The heterogeneity of treatment effect (HTE) lies at the heart of precision medicine. Randomized controlled trials are gold-standard for treatment effect estimation but are typically underpowered for heterogeneous effects. In contrast, large observational studies have high predictive power but are often confounded due to the lack of randomization of treatment. We show that an observational study, even subject to hidden confounding, may be used to empower trials in estimating the HTE using the notion of confounding function. The confounding function summarizes the impact of unmeasured confounders on the difference between the observed treatment effect and the causal treatment effect, given the observed covariates, which is unidentifiable based only on the observational study. Coupling the trial and observational study, we show that the HTE and confounding function are identifiable. We then derive the semiparametric efficient scores and the integrative estimators of the HTE and confounding function. We clarify the conditions under which the integrative estimator of the HTE is strictly more efficient than the trial estimator. Finally, we illustrate the integrative estimators via simulation and an application.

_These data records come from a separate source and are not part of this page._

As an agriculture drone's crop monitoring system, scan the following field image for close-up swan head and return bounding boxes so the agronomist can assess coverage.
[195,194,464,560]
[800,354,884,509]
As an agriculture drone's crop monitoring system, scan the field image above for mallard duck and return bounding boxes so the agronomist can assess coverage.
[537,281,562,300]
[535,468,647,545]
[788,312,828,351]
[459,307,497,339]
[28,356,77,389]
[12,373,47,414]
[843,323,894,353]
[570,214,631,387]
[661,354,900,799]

翻译：治疗效应异质性（HTE）是精准医学的核心。随机对照试验是估计治疗效应的金标准，但通常对异质性效应的检验效能不足。相比之下，大规模观察性研究具有较高的预测能力，但由于缺乏治疗随机化，往往存在混杂偏倚。我们证明，即使存在潜在混杂，观察性研究仍可通过混杂函数的概念增强试验对HTE的估计能力。混杂函数在给定观测协变量的条件下，总结了未测量混杂因素对观测治疗效应与因果治疗效应之间差异的影响，该函数仅基于观察性研究是不可识别的。通过联合分析试验与观察性数据，我们证明HTE与混杂函数具有可识别性。随后我们推导了HTE与混杂函数的半参数有效评分及融合估计量。我们明确了HTE融合估计量严格优于试验估计量的条件。最后，通过模拟与应用案例对融合估计量进行了演示。